Start Date: Jun 29, 2007
End Date: Mar 17, 2010
Vegetative and sporulative cultures that have spontaneously segregated from a single wheat-biotype P. nodorum colony are isolated. The subtraction technique is used to enrich the differentially expressed gene sequences present in poly (A) RNAs of sporulative culture. The expression of specific genes in vegetative and sporulative samples is studied by Northern hybridization.
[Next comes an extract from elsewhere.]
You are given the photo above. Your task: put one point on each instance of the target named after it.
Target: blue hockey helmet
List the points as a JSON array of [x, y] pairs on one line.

Genetic transformation of vegetative culture is planned to study the gene(s) involved in asexual conidiation. In order to define the gene(s) responsible for sporulation in wheat-biotype P. nodorum, particular gene(s) are also silenced by the cloning of open reading frame (ORF) of the gene. The genes encoding the transcription factors responsible for asexual sporulation in wheat-biotype P. nodorum can be identified by using a knock-out procedure. All transcription factors gene sequences which can be identified in wheat-biotype P. nodorum will be used for gene knockouts to determine their roles in asexual sporulation in P. nodorum. The quantitative trait loci (QTL) associated with pathogen aggressiveness in wheat-biotype P. nodorum will be studied by a sexual crossing between two isolates with different aggressiveness levels and analyzing the segregation of molecular markers, functional genes and pathogen aggressiveness in their progeny. Polymorphisms in two parental isolates are detected with RAPD (Figure 1), RFLP, SSR, EST and AFLP techniques. The genetic linkage maps are analyzed and constructed with Joinmap 3.0 version software (www.biometris.nl). The segregation data of pathogen aggressiveness in the population are analyzed and the QTL mapping is produced by using an interval mapping method (MapQTL 5 software, www.biometris.nl). BSL-1 6/3/04.